Le ministère de la Santé a invité les parents à la "prudence" dans l'achat et l'usage de téléphones mobiles pour les enfants, selon un communiqué diffusé mercredi, alors qu'un nouveau téléphone pour de jeunes enfants a été mis sur le marché à l'occasion des fêtes.
"L'hypothèse d'un risque ne pouvant être complètement exclue, une approche de précaution est justifiée", estime le ministère.
Le communiqué invite les familles "à la prudence et au bon usage dans leurs achats et l'utilisation de tels dispositifs", rappelant qu'un usage modéré du téléphone mobile est conseillé, notamment aux enfants, "plus sensibles étant donné que leur organisme est en cours de développement".
La mise sur le marché d'un nouveau modèle d'appareil mobile à destination des enfants à l'occasion des fêtes de fin d'année avait provoqué de vives réactions d'organisations de défense de l'environnement, qui doivent rencontrer à ce propos la ministre de la Santé, Roselyne Bachelot, le 15 janvier.
Les deux associations, Agir pour l'environnement et Priartèm, avaient demandé l'interdiction de ces appareils.
Elles s'étaient indignées de "l'inaction chronique" du ministère sur la question, "alors que l'on sait que le cerveau des enfants absorbe 60% de plus de rayonnement électromagnétique que celui des adultes".
Le ministère précise qu'"aucune preuve scientifique ne permet de démontrer aujourd'hui que l'utilisation des téléphones mobiles présente un risque notable pour la santé", mais que plusieurs études scientifiques mettent en évidence la possibilité d'un risque faible d'effet sanitaire après utilisation intense et de longue durée (plus de dix ans) des téléphones mobiles.
L'organisation mondiale de la santé (OMS) s'est engagée à réaliser une synthèse de l'ensemble des résultats des études scientifiques sur les radiofréquences.

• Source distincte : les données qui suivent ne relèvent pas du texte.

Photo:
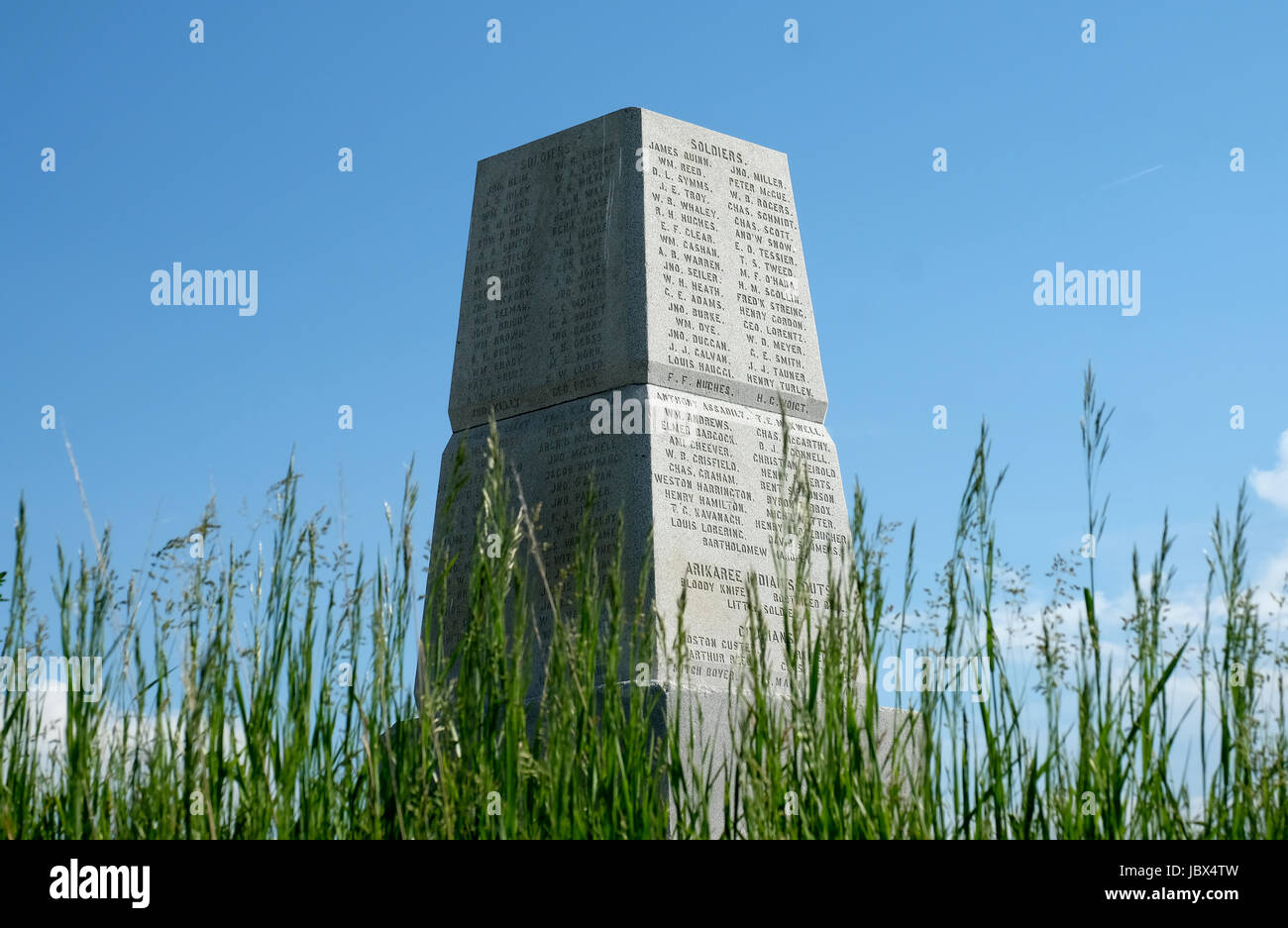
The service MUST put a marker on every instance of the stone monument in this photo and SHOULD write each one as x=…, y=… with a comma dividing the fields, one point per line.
x=635, y=304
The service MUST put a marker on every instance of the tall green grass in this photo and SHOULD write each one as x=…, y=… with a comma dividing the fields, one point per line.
x=266, y=694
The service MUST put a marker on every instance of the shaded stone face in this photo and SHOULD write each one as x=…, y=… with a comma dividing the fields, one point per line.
x=634, y=249
x=635, y=306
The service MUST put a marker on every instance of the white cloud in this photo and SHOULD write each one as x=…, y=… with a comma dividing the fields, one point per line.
x=1273, y=485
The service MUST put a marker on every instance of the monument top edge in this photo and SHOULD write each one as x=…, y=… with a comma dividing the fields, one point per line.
x=642, y=111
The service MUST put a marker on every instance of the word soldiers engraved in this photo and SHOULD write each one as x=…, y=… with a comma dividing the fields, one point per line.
x=635, y=308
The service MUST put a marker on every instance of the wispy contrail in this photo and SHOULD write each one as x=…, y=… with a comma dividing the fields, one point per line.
x=1132, y=176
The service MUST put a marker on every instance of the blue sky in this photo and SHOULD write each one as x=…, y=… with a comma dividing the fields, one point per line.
x=223, y=155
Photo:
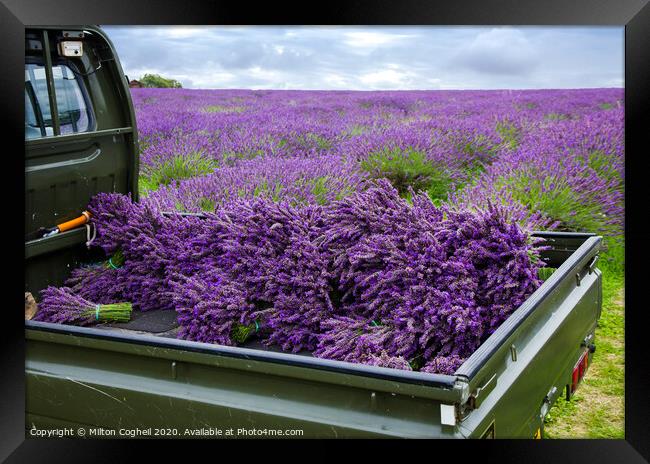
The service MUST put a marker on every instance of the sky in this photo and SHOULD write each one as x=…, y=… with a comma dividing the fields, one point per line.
x=373, y=57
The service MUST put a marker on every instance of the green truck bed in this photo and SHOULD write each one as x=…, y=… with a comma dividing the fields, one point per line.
x=138, y=380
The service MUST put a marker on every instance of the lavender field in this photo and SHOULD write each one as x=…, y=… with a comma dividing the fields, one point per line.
x=553, y=159
x=387, y=228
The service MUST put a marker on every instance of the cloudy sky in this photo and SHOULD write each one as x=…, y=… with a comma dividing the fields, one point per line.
x=374, y=58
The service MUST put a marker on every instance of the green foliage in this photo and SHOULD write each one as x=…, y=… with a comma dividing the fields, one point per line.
x=175, y=169
x=509, y=133
x=206, y=204
x=545, y=272
x=556, y=200
x=310, y=139
x=157, y=81
x=224, y=109
x=265, y=189
x=556, y=116
x=240, y=333
x=602, y=163
x=319, y=189
x=406, y=168
x=357, y=129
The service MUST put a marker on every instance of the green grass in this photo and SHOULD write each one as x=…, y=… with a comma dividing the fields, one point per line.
x=555, y=199
x=406, y=168
x=224, y=109
x=509, y=133
x=597, y=408
x=175, y=169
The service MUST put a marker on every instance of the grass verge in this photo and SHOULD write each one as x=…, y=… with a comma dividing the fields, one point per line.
x=597, y=409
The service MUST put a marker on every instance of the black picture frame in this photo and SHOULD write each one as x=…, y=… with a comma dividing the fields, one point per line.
x=633, y=14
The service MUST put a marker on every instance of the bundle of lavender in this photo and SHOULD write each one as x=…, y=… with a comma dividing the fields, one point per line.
x=63, y=306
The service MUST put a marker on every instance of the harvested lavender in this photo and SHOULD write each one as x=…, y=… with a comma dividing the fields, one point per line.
x=63, y=306
x=371, y=278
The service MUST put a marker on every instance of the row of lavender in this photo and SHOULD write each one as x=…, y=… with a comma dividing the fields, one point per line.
x=554, y=157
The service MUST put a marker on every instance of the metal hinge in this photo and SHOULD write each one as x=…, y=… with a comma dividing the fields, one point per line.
x=588, y=269
x=481, y=392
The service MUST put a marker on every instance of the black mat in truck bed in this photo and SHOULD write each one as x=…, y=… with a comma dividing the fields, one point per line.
x=156, y=321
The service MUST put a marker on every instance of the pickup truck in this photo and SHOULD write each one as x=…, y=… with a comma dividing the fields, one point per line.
x=81, y=139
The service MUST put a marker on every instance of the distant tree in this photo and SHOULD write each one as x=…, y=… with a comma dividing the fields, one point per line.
x=154, y=80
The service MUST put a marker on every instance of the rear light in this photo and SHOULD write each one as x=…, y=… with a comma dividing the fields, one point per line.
x=579, y=370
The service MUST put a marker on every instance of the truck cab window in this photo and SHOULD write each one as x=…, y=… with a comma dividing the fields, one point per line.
x=73, y=110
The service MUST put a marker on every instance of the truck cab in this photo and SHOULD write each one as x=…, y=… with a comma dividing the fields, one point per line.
x=80, y=139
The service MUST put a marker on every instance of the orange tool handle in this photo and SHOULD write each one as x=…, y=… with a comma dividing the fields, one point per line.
x=74, y=223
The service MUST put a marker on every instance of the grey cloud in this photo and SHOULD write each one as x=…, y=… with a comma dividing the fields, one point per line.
x=381, y=57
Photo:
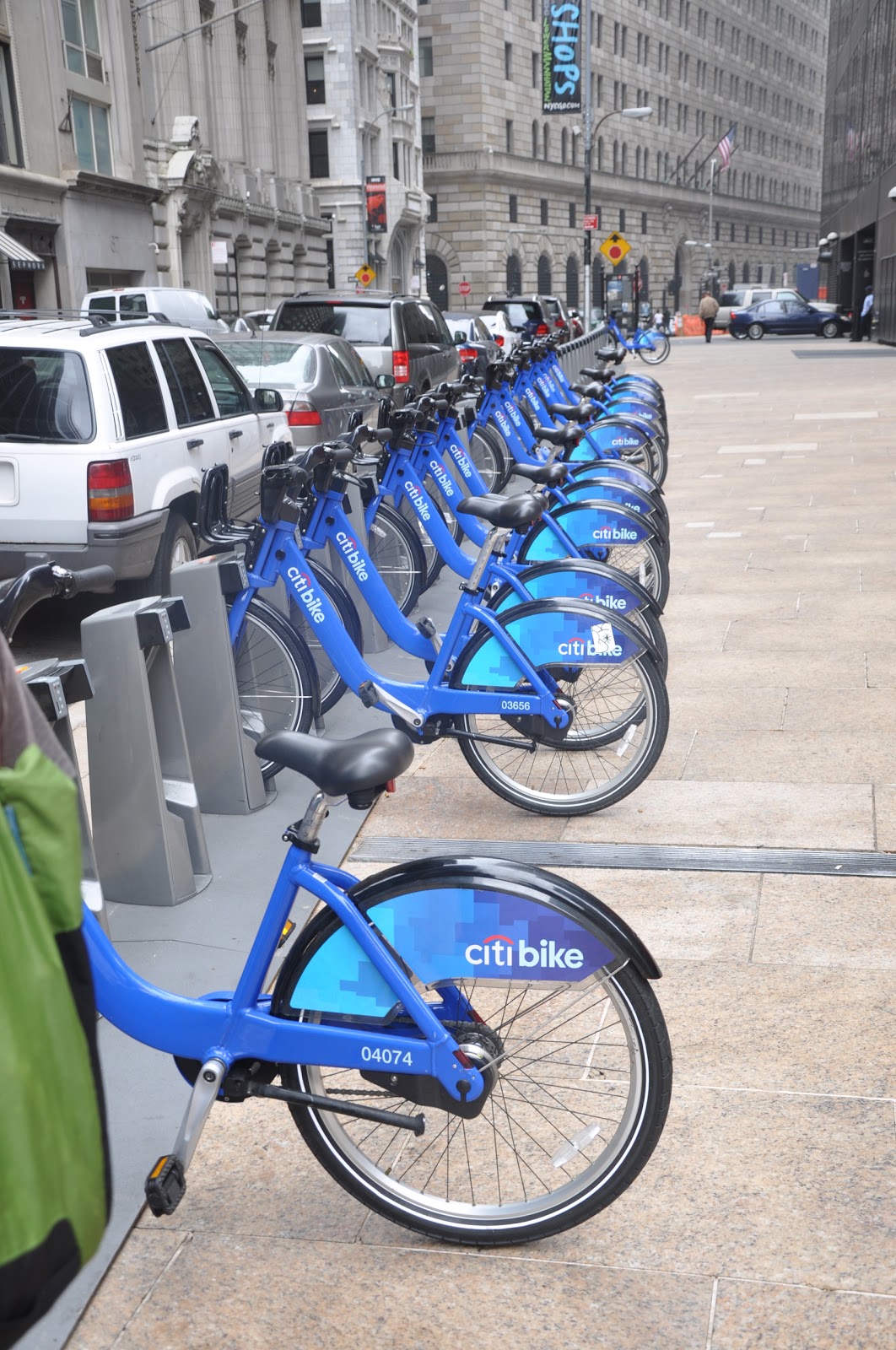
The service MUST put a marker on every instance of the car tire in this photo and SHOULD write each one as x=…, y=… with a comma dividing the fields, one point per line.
x=175, y=547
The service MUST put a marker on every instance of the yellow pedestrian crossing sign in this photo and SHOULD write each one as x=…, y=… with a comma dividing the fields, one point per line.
x=614, y=249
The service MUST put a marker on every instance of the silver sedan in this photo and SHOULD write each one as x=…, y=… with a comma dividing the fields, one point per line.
x=321, y=378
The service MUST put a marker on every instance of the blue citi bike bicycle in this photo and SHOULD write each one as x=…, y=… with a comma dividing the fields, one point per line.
x=558, y=705
x=471, y=1048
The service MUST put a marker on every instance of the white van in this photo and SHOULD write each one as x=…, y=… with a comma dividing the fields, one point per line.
x=189, y=308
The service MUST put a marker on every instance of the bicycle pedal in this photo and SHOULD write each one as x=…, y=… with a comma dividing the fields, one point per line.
x=165, y=1185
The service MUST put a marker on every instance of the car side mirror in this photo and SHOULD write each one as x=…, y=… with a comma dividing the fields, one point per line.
x=269, y=402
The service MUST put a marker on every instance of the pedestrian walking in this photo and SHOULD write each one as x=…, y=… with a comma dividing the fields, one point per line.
x=707, y=310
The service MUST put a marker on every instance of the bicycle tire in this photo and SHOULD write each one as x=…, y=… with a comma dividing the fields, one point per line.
x=621, y=720
x=660, y=351
x=488, y=452
x=397, y=555
x=276, y=678
x=332, y=686
x=552, y=1147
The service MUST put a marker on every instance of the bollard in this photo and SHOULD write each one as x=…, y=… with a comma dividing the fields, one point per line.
x=57, y=685
x=148, y=828
x=225, y=770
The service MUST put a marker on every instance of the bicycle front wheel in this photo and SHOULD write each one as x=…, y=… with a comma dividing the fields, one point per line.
x=397, y=555
x=579, y=1072
x=276, y=678
x=661, y=348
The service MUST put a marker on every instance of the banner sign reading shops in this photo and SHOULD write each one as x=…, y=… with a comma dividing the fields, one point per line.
x=560, y=64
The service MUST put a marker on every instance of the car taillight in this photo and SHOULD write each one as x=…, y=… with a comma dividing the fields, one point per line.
x=303, y=415
x=110, y=490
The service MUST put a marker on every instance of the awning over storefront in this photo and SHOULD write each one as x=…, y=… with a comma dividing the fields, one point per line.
x=18, y=256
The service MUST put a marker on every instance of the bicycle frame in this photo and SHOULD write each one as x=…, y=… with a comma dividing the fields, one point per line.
x=238, y=1025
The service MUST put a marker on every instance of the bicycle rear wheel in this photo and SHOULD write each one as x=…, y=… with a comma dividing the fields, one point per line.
x=276, y=678
x=397, y=555
x=579, y=1071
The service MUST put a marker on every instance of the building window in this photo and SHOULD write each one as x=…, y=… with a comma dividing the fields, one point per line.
x=315, y=87
x=81, y=38
x=92, y=143
x=9, y=137
x=319, y=154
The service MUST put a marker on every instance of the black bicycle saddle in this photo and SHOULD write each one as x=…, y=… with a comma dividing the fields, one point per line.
x=505, y=512
x=340, y=769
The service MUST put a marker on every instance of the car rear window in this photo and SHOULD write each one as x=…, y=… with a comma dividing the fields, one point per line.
x=286, y=362
x=43, y=396
x=362, y=324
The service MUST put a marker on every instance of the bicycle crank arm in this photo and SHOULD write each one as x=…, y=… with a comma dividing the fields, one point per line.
x=367, y=1113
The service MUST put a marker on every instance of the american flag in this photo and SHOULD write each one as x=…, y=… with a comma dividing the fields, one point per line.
x=726, y=146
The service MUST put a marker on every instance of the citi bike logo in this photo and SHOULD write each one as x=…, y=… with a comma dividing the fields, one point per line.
x=607, y=601
x=441, y=477
x=603, y=643
x=348, y=548
x=616, y=533
x=418, y=499
x=304, y=589
x=504, y=952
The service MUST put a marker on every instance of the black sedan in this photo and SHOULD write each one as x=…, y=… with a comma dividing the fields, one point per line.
x=785, y=317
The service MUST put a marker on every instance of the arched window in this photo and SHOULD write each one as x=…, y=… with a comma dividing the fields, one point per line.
x=436, y=280
x=572, y=281
x=544, y=274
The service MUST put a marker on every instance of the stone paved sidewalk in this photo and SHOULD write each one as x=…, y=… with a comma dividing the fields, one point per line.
x=765, y=1217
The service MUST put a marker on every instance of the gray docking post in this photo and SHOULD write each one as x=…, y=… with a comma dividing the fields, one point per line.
x=225, y=770
x=148, y=828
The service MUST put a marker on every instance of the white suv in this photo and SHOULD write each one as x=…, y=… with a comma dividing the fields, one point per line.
x=104, y=436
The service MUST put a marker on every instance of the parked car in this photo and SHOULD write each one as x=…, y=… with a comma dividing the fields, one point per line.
x=189, y=308
x=475, y=344
x=396, y=335
x=501, y=330
x=785, y=317
x=104, y=436
x=321, y=378
x=526, y=314
x=741, y=297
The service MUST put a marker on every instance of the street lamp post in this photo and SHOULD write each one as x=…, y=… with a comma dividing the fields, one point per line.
x=589, y=148
x=364, y=132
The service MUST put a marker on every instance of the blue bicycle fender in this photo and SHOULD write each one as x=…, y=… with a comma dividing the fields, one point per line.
x=551, y=632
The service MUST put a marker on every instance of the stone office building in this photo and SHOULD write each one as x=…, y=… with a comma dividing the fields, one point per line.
x=506, y=180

Le mois dernier, le Conseil scientifique de la Fondation Santé et Radiofréquences - à laquelle participent des constructeurs et opérateurs de téléphonie mobile - avait invité à la prudence dans l'usage des téléphones portables par les jeunes enfants. La Fondation conseillait aux parents "qui décideraient de confier un téléphone portable à leur enfant de veiller à un emploi limité".
Au cours des trois dernières années, la commercialisation de deux appareils visant le marché des jeunes enfants avait été interrompue par les distributeurs sous la pression des associations.